Mr Schumer said “the most reprehensible effort of all may be found in Georgia,” where lawmakers are mulling a massive omnibus elections bill that would give the state broad authority over local election officials, limit early voting periods and add voter ID requirements for mail-in ballots.

“This is infuriating,” he said.

The For The People Act passed the House of Representatives earlier this month, but it faces overwhelming Republican opposition in the Senate, prompting President Joe Biden and leading Democratic senators to consider amending filibuster rules to pass critical legislation without relying on significant bipartisan support.
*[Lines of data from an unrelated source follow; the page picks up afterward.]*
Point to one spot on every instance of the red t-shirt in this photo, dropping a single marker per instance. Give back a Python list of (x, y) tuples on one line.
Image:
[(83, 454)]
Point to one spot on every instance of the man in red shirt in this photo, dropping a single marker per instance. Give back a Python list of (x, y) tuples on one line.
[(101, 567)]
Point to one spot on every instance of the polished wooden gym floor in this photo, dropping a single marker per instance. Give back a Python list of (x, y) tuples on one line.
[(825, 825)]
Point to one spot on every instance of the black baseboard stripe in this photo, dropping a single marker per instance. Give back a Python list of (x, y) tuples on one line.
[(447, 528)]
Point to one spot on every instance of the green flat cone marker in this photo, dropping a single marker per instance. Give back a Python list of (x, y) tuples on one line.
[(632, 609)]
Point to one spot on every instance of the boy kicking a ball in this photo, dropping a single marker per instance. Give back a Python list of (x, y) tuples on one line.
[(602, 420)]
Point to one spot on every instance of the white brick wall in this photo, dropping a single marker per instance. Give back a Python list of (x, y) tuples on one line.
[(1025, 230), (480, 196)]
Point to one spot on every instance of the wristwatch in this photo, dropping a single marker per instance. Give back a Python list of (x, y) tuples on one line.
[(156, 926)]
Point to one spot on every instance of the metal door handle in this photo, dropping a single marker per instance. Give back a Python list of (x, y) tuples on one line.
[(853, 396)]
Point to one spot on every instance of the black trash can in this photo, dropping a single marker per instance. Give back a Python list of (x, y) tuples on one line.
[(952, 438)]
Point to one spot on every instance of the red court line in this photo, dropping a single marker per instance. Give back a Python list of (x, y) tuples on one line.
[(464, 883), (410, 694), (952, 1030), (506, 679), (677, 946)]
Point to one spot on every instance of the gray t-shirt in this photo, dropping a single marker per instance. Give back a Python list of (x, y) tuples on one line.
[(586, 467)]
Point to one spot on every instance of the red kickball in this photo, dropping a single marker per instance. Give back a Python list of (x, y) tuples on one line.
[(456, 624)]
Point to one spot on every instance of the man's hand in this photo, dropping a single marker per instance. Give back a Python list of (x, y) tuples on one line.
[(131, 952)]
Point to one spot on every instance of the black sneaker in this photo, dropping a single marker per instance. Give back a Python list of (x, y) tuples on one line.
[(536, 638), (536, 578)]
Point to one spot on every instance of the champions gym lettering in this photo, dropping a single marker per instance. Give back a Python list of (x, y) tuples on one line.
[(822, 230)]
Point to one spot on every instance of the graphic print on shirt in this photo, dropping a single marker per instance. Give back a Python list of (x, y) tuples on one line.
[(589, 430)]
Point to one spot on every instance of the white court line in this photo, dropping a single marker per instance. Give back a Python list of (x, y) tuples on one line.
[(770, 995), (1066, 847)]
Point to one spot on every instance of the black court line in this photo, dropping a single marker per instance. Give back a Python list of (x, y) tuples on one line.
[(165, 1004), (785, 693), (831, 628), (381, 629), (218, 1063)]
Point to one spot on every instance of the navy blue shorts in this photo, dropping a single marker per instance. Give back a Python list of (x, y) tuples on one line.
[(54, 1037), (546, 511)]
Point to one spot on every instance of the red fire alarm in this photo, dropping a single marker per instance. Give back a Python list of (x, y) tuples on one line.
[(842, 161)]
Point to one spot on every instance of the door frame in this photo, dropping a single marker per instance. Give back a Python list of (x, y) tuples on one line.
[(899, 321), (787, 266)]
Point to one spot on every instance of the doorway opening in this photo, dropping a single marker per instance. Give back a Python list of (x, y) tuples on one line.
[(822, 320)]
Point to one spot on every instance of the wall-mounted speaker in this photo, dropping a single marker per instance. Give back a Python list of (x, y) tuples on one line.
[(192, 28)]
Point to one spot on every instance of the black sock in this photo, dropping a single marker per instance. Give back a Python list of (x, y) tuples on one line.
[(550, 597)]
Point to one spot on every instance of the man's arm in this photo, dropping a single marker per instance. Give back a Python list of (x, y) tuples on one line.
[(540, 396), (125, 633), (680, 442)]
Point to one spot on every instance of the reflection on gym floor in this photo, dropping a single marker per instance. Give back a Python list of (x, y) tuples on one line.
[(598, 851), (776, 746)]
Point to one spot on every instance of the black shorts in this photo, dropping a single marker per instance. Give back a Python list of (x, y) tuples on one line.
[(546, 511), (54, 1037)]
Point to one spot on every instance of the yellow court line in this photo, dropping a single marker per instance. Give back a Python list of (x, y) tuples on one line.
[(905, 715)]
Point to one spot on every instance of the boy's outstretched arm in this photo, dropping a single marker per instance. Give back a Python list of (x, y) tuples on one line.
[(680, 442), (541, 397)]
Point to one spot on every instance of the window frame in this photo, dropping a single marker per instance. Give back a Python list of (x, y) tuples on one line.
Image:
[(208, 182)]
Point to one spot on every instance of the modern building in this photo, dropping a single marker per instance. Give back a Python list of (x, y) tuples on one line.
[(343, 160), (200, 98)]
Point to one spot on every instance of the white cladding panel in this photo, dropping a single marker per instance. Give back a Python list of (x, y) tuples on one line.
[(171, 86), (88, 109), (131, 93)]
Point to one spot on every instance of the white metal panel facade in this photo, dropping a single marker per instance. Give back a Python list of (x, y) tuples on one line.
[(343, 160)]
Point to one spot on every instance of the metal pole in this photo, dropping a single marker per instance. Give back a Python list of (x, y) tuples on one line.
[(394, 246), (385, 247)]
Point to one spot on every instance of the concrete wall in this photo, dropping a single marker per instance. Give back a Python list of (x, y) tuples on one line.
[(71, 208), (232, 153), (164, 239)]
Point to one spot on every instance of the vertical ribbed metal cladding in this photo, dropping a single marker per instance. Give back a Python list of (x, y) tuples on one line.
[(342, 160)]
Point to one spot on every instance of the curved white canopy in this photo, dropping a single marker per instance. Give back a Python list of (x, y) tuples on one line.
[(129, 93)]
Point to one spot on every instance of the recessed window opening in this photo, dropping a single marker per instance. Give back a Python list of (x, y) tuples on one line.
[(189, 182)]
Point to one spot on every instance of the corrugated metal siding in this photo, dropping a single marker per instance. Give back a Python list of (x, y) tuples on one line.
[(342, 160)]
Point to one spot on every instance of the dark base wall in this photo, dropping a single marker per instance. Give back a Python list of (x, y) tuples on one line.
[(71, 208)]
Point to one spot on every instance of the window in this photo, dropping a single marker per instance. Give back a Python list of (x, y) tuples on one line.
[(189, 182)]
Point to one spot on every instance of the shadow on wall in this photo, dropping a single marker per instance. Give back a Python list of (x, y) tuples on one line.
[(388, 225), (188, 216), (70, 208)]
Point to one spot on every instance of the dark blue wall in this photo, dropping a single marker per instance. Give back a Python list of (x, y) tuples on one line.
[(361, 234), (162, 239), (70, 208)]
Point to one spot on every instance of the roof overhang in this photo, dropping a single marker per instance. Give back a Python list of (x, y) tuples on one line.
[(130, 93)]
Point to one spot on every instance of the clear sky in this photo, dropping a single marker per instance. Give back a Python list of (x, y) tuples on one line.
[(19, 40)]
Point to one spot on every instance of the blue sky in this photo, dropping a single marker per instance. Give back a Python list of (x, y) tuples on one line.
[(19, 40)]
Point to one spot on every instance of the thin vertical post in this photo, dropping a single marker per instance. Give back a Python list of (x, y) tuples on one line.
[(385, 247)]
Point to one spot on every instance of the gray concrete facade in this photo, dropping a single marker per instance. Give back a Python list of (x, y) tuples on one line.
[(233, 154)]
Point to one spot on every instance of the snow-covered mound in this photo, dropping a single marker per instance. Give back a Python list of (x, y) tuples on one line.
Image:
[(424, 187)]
Committee chair Amy Klobuchar condemned GOP officials invoking the word “chaos” to describe the impact of the For The People Act, adding that “chaos” is nationwide efforts to purge voter rolls for “inactive” voters, cut absentee ballot drop-off boxes in large counties like an attempt in Texas, hours-long lines to vote in states across the US, and discriminatory voter ID laws like one that was struck down in North Carolina by a judge who said it was engineered with “surgical precision” to discriminate against African Americans.

“What this bill tries to do is simply make it easier for people to vote, and take the best practices we’ve seen across the country and put it into law,” she said.

Democrats and voting rights advocates have argued that Republican state lawmakers are emboldened by the former president’s persistent lie that the election was stolen from him, as the GOP revives attempts to do what Mr Trump and his attorneys could not following his election loss, as well as Democratic victories in the US Senate races in Georgia that shifted the balance of power in Congress.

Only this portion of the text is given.